- Directed by: Noah Buschel
- Screenplay by: Noah Buschel
- Produced by: Samantha Housman Louisa Runge
- Starring: Marin Ireland Paul Sparks
- Cinematography: Ryan Samul
- Edited by: Brett Jutkiewicz
- Production company: OneZero Productions
- Distributed by: Tribeca Film
- Release dates: October 5, 2012 (Hamptons Int'l Film Festival); August 23, 2013 (United States);
- Running time: 81 minutes
- Country: United States
- Language: English
- Budget: $175,000

= Sparrows Dance =

Sparrows Dance is a 2012 American independent romantic drama film written and directed by Noah Buschel and starring Marin Ireland and Paul Sparks. It premiered at the 2012 Hamptons International Film Festival.

==Plot==
An agoraphobic actress goes about her unchanging daily routine alone in her New York City apartment, until an overflowing toilet forces her to call in a plumber to fix the leak. Her interactions with the chatty, sweet, saxophone-playing plumber lead her to consider changing her repetitive life.

==Cast==
- Marin Ireland as Woman In Apartment
- Paul Sparks as Wes

==Production==
The film was initially going to star Martha Plimpton and John Ortiz, but Plimpton left the project when her television show, Raising Hope, was picked up.
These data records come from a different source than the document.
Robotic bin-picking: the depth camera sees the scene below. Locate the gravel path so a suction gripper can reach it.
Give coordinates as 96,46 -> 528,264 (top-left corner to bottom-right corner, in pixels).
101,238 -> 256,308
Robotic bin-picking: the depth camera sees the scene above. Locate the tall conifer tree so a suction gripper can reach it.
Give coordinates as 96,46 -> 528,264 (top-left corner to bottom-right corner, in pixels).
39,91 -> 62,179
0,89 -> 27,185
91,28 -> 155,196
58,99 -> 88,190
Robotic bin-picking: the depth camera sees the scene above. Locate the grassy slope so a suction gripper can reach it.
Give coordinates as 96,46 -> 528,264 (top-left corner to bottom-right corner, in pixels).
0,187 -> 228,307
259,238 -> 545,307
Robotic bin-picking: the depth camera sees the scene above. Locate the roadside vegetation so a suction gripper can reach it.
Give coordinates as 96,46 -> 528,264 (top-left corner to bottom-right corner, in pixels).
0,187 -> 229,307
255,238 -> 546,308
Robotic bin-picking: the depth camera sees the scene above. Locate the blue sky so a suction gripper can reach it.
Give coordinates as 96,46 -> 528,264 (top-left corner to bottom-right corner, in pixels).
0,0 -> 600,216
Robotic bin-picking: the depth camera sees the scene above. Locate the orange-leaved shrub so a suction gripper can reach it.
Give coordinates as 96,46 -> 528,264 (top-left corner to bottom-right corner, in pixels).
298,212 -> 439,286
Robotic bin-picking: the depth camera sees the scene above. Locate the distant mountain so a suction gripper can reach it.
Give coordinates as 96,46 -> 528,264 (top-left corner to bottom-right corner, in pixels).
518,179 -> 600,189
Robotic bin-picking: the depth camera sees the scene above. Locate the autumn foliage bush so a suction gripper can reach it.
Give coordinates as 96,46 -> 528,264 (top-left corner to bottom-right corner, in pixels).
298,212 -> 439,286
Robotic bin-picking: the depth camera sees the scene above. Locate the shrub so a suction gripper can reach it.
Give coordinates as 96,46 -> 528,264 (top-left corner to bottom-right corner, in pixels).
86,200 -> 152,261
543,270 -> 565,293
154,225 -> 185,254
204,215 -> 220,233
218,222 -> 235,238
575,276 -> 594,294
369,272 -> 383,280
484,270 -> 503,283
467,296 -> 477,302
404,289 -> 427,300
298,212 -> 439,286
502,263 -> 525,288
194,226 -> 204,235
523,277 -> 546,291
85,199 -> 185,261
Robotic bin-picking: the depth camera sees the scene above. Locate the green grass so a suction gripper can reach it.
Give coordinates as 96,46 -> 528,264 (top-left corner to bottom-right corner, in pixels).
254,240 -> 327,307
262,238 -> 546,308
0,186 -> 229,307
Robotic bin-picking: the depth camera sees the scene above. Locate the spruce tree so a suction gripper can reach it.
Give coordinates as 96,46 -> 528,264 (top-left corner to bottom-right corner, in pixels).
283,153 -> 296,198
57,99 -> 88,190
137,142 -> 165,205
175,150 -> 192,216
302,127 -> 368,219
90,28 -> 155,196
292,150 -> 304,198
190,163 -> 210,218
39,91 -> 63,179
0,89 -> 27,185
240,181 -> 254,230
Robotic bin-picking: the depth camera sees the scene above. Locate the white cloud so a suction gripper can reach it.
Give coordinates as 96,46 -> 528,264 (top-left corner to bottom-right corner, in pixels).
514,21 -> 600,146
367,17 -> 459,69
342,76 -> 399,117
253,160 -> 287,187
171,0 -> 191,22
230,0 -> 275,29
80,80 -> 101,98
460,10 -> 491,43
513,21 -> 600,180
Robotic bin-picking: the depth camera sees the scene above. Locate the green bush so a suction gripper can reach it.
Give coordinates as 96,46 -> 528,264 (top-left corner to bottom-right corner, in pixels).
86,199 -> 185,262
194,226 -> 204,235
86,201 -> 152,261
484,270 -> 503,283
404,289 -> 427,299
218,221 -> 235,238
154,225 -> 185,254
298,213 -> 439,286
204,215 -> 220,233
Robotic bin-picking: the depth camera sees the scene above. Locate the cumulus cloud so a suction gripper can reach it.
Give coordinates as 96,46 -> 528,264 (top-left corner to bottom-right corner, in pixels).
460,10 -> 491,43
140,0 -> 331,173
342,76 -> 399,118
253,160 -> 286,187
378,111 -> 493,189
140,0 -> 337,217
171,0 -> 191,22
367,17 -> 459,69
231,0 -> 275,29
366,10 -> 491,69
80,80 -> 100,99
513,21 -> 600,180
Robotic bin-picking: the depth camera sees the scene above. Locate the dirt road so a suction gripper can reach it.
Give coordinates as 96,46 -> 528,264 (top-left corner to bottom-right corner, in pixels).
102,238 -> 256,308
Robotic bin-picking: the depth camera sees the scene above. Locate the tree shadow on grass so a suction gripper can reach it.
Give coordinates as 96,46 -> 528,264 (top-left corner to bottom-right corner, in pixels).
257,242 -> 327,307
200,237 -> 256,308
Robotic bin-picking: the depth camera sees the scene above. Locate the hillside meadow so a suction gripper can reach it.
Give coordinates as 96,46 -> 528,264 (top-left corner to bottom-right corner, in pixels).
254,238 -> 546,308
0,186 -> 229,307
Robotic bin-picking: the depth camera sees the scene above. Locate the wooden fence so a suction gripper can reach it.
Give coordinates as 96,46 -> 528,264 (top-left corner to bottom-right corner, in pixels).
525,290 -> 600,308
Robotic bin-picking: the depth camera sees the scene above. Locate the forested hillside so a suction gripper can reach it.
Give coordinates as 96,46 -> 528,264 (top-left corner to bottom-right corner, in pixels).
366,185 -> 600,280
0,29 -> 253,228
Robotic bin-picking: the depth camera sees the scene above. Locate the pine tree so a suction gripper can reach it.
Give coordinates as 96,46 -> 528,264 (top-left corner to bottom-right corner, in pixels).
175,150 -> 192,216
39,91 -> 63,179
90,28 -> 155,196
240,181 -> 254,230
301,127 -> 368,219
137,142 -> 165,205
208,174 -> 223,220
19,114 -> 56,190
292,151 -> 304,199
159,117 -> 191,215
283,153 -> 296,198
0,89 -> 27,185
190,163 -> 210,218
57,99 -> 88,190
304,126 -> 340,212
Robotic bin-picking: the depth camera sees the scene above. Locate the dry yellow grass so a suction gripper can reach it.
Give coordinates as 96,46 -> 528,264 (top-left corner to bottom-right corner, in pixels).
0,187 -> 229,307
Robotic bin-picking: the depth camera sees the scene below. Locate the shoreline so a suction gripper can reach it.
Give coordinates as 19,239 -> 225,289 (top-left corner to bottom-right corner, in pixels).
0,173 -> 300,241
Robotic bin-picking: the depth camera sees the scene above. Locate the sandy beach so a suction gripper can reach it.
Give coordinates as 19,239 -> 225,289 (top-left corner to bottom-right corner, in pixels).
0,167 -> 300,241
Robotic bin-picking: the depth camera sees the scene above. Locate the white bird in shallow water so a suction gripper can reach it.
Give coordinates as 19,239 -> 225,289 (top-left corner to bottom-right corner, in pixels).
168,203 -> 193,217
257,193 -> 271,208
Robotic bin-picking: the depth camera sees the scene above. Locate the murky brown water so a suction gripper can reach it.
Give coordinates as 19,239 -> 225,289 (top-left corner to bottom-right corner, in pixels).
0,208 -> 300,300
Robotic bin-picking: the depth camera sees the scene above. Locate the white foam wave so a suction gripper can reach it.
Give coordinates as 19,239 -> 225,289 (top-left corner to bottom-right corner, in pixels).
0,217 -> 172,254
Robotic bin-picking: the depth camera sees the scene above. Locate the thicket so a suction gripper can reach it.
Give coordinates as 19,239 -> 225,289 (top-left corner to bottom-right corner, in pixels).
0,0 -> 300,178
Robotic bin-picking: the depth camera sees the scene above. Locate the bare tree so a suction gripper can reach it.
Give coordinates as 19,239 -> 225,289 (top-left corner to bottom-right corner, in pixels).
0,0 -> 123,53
Ortiz knew Marin Ireland from a theater workshop, and suggested her to Buschel. Ortiz dropped out once he was cast in the HBO show Luck, at which point Sparks was cast.

Buschel intended to make a film with a low budget that wasn't a typical mumblecore film with handheld camerawork and amateur actors. Many scenes play out in long takes, which is a primary reason Buschel cast actors with theater experience. He chose to shoot the film in a 4:3 aspect ratio, keeping Ireland front and center to emphasize her closed-off life. The film was shot in nine days and takes place almost entirely in one location, with a number of visual flourishes. "I Love U So" by Cassius plays over the end credits.

Paul Sparks based his performance of Wes, the saxophone playing plumber with stage fright, on comedian Mitch Hedberg, who suffered from stage fright.

==Release==
The film premiered at the 2012 Hamptons International Film Festival. It was picked up by Tribeca Film and released on VOD on August 20, 2013, and theatrically on August 23, 2013.

Buschel wrote about Tribeca Film's homogenized trailer for Sparrows Dance in the essay "A Strange Baby in the Machine"

==Reception==
The film was named Best Narrative Feature at the 2012 Austin Film Festival.

On the film-critics aggregator Rotten Tomatoes, it has a positive rating of 92 percent based on 12 critics, with an average of 7.6/10. IndieWire gave the film an A, calling it "one of the year's best films" and the lead performances "outstanding" and "pitch-perfect," Buschel's direction "inventive" and the ending "brightly triumphant." The Village Voice called it "a genuine romance between two refreshingly authentic people." The Hollywood Reporter called it a "charmingly quirky love story" with "deeply affecting performances by the two leads." Moveable Fest wrote "there are just two characters on one set in Buschel’s follow-up to the Michael Shannon-Amy Ryan underseen detective story The Missing Person, and yet in telling the spare story of a young woman (Marin Ireland) who sequesters herself to a small New York flat after experiencing a debilitating fear of the outside world, the filmmaker is able to create a rather grand romance. The real beauty of Sparrows Dance is seeing all the artifice of its movie trappings fall away, a construction that Buschel asks the audience to confront directly in a slow dance scene that reminds us all at once of both the fiction and the fact that magic can exist onscreen."
. The New York Post called it "a pure love story, told with elegance and simplicity."
Even details where praised like Farran Smith Nehme, from New York Post, who said: "Given that the opening shot shows the heroine on the toilet, what a nice surprise to find that this is a pure love story, told with elegance and simplicity on a low budget."